Ma tête était comme prise dans un étau, chaque pensée déclenchant un nouvel élancement douloureux. Les souvenirs des nuits passées me revenaient par vagues : les cris déchirants, les larmes brûlantes, et cette peur qui me lacérait, chaque crise d'angoisse me plongeant un peu plus dans une obscurité sans fond. J'avais voulu ignorer les signes, me convaincre que ce n'était que le stress, la fatigue accumulée, le prix à payer pour m'adapter à cette nouvelle vie. Mais au fond, une petite voix me répétait inlassablement que quelque chose en moi était brisé, irrémédiablement.

Les mains crispées sur mes tempes pour tenter d'apaiser ma migraine, je fixais l'écran sans réellement voir les lignes de texte qui défilaient. Tout était flou, irréel, comme si le monde perdait sa substance, m'enfermant dans une bulle oppressante où chaque respiration était une lutte.

La porte du bureau s'ouvrit sans bruit, tirant mon attention. Je levai les yeux, et Ezekiel apparut dans l'encadrement, ses traits empreints d'une lassitude inhabituelle. Cette fois, pas de costume impeccable, pas de masque de froideur calculée ; il portait un simple t-shirt sombre et un pantalon en coton, comme s'il avait abandonné, ne serait-ce qu'un instant, sa carapace de perfection.

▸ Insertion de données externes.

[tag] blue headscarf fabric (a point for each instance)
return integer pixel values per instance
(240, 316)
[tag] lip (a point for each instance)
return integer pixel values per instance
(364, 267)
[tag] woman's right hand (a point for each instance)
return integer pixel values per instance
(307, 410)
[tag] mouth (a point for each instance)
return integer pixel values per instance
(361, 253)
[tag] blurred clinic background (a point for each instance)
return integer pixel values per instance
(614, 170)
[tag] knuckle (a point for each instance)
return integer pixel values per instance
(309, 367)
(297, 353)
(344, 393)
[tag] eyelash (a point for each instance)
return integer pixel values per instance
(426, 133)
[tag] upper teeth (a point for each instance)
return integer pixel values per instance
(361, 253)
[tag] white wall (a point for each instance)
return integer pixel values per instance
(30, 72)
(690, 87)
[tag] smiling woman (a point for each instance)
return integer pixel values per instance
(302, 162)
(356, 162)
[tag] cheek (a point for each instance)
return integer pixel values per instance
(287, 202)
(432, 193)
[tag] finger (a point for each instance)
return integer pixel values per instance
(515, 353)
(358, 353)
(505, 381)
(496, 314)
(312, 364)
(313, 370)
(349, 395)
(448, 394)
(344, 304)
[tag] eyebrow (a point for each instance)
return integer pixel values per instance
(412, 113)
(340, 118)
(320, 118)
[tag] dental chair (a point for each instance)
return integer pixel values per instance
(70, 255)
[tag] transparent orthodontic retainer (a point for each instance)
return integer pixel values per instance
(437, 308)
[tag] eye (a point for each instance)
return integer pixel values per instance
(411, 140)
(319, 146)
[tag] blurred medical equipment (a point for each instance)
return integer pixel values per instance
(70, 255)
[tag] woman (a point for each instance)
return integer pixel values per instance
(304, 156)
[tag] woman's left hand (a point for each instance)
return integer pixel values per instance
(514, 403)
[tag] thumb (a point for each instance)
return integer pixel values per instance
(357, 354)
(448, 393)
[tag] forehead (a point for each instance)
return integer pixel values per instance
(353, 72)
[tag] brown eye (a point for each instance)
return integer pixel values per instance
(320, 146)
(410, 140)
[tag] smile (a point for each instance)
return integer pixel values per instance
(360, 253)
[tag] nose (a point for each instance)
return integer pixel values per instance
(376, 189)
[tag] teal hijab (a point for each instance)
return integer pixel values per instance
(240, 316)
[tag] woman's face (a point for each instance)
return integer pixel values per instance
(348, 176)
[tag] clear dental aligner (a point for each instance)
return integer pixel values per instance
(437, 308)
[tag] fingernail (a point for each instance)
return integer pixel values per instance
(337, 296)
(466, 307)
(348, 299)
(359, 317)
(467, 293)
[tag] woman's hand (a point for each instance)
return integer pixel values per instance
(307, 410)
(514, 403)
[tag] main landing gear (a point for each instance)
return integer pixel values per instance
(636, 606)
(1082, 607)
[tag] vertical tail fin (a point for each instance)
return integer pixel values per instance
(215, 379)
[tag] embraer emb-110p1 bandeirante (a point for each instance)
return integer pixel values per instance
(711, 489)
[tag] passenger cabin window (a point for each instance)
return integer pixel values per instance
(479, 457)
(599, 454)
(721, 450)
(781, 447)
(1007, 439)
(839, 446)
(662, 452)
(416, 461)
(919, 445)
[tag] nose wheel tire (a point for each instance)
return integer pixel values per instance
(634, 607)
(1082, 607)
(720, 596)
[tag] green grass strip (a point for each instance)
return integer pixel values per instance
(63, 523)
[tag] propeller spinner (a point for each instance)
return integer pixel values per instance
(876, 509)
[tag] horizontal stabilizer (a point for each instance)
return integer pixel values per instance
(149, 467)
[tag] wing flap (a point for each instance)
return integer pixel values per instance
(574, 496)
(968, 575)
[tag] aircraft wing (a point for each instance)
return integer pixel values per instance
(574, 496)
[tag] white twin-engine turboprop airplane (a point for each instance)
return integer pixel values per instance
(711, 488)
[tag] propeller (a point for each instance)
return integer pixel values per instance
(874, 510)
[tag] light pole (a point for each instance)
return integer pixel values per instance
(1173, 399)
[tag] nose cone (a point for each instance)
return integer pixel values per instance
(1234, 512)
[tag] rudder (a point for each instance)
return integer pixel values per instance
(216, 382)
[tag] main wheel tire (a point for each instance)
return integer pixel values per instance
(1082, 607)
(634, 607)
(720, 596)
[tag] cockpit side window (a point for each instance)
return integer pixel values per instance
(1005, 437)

Il s'avança sans un mot et s'effondra sur le canapé en cuir au fond de la pièce, un verre d'alcool à la main. Il fixait le vide devant lui, mais je savais qu'il m'avait vue, que sa présence était intentionnelle, presque calculée. Son regard semblait me peser dessus, un fil invisible me reliant à lui dans ce silence étrange. Ses cheveux en bataille, ses cernes creusés, et cette posture nonchalante, presque désabusée... Il paraissait porter un poids qui dépassait ses propres épaules.

Mon cœur s'emballa, un frisson glacial parcourut ma colonne vertébrale. C'était plus qu'une simple fatigue qui me secouait, je le sentais. Il y avait quelque chose de troublant dans cette proximité muette, une tension à peine perceptible mais intense, qui semblait s'épaissir avec chaque seconde qui passait.

Pourquoi me perturbait-il autant ? Pourquoi, dès qu'il était là, mon calme se dissolvait pour laisser place à une chaleur confuse, un trouble que je ne savais expliquer ?

Détournant les yeux, je tentai de me concentrer sur mon écran, me réfugiant derrière les chiffres et les mots qui n'avaient plus de sens. Mais c'était peine perdue. Ezekiel était là, imprégnant chaque recoin de la pièce de sa présence. J'entendais presque le rythme régulier de sa respiration, et chaque geste qu'il faisait, aussi discret soit-il, amplifiait mon malaise.

— Tu comptes rester silencieuse toute la journée ? lança-t-il enfin, sa voix rauque transperçant le silence comme une lame acérée.

Je sursautai, prise au dépourvu par la brutalité de ses mots, ce mélange singulier de sarcasme et de provocation. Il ne me regardait toujours pas directement, mais je sentais son regard, lourd et scrutateur, percer mon masque de détachement. Mon cœur s'accéléra un peu plus, une chaleur dévorante montant en moi malgré moi.

— Je travaille, répondis-je, essayant de garder une voix calme, bien que tremblante malgré mes efforts. J'ai beaucoup à faire...

Il émit un ricanement, un sourire narquois étirant ses lèvres.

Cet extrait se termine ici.